Interactive design is at the heart of the best music synthesizers, just take a look at the Korg Kaossilator Pro with its multi-coloured glow pad – easy to programme and create loops even if you are a total beginner. The message is ‘music should be fun’ and that is the starting point for Dustin Roxborough’s Sound Prism.
Sound Prism is Dustin’s response to bedroom boffins and studio musicians who keep their sound experiments tightly sealed and overworked to perfection before presenting them to the audience. It is a single unit consisting of a central pyramid that folds down into three separate instruments: drum pads, keyboard and synthesizer. Three people can play at the same time and feed off the others’ playing style or just simply make a racket.
The Prism is the second stage of a project built by Dustin entitled ‘Music Box’, again designed as a cheap instrument for multiple players. At the heart of the instrument is an Arduino control board – one for each panel. “I considered the Raspberry Pi and came into problems trying to set it up and programme in Linux,” admits Dustin. “An Arduino is attached to a musical instrument shield that contains the MIDI instruments for the drum pad and the keyboard. For the synthesizer the Arduino is housed under the control box and that is all based on a Tone Library.
“I like jazz music and this idea of improvisation and the collaborative nature of that music, you see where one person is going and feed off that, throwing your own idea into the mix. Modern recording techniques can mean you are shut off in your own cubicle, you get the right sound and then everything is put together later.
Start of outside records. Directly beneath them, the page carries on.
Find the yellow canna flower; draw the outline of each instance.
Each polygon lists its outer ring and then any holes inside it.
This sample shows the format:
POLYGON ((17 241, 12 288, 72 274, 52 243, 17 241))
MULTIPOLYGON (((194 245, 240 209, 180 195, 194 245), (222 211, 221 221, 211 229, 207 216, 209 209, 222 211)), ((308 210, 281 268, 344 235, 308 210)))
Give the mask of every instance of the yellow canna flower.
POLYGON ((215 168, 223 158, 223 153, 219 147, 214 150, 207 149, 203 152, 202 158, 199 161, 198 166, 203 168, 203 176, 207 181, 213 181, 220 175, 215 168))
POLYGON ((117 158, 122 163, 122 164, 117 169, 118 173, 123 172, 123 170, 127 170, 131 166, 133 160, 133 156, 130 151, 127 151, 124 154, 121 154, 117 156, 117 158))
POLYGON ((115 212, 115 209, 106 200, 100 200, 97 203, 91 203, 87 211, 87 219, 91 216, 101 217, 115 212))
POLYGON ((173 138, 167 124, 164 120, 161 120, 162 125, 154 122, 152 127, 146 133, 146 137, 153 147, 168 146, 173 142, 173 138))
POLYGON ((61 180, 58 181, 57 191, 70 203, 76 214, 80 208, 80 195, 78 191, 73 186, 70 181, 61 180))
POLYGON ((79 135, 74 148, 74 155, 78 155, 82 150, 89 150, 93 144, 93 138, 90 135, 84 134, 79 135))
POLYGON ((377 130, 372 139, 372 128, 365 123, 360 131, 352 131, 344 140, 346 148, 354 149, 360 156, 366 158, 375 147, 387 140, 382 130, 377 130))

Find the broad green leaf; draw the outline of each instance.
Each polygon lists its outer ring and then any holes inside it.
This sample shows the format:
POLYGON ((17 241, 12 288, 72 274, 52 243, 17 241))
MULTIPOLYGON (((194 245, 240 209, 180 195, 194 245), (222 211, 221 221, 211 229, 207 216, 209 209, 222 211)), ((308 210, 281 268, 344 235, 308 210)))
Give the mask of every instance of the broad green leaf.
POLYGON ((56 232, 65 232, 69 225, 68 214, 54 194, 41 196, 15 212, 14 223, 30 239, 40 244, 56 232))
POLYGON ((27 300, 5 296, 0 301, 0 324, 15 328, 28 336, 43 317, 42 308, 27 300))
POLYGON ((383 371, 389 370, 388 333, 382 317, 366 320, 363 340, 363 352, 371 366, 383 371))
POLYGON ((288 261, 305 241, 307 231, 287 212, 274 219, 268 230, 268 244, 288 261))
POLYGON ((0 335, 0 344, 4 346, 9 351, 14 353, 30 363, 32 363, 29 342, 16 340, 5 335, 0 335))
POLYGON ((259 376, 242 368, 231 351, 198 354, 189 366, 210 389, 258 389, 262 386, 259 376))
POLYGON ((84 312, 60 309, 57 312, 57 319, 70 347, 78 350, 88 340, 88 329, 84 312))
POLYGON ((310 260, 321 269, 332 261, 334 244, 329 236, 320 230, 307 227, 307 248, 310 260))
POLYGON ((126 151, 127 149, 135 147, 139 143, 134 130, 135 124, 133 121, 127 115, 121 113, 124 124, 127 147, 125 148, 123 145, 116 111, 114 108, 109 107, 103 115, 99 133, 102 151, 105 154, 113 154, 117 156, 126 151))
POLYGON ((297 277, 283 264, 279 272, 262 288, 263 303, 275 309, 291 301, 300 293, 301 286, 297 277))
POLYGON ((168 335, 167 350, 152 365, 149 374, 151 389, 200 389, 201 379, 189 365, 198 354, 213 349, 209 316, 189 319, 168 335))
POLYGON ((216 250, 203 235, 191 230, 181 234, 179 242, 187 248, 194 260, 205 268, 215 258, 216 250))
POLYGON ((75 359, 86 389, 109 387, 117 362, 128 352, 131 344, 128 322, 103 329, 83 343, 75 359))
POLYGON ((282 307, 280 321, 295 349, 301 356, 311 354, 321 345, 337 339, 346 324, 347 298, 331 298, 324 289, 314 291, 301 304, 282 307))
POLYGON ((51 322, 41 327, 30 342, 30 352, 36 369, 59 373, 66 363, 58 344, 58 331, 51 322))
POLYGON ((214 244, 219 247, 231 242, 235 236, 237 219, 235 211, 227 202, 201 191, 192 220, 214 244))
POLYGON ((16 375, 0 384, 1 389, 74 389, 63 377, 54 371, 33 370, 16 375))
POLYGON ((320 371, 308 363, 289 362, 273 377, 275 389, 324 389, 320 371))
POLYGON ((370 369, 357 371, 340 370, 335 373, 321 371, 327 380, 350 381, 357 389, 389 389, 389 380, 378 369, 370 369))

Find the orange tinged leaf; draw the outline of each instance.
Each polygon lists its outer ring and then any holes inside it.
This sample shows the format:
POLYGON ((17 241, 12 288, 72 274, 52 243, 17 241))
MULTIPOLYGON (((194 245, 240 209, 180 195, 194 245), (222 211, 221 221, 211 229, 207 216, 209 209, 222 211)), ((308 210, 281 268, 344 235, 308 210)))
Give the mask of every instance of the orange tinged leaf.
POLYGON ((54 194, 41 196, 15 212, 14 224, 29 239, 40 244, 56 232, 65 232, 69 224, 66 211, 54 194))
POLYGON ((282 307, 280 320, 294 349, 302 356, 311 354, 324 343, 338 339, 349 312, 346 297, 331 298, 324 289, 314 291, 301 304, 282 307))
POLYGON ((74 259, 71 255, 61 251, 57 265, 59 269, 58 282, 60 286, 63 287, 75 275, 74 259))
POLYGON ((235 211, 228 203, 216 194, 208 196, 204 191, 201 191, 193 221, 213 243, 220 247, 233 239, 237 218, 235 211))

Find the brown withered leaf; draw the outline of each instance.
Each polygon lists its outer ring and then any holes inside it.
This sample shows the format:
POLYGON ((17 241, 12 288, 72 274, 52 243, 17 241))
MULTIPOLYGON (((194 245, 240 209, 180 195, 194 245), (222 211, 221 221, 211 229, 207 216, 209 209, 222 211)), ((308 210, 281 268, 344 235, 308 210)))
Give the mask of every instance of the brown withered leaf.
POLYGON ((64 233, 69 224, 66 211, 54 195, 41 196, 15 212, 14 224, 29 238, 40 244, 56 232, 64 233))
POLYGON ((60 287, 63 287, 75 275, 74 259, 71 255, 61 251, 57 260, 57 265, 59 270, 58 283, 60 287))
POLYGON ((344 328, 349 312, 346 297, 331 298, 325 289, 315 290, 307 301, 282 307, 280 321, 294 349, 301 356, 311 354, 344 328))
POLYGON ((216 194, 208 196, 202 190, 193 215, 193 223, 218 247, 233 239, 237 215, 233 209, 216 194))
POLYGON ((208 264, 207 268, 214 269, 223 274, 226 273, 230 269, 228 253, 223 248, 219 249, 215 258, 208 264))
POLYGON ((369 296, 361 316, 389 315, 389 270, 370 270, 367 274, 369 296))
This would bring it all together.”
Taking inspiration from the late, great Miles Davis and Scandinavian jazz hipsters the Esbjorn Svensson Trio, Dustin’s riff on modern improv is if nothing else a step in the master’s footsteps, he hopes to refine the components, tweak the speakers and take it to the next stage.
First up though for Dustin is London and a stab at being accepted as a participant at Mint Digital’s ‘Foundry’ – a project-based placement for up and coming designers. Last year’s Foundry objet design was the ‘Doughglobe’ and associated game, made to help budding bakers sustain their interest in a lump of sourdough by gamifying cookery based around the health of their loaf. Unlikely fun but fascinating and the ideal proving ground for a promising young designer.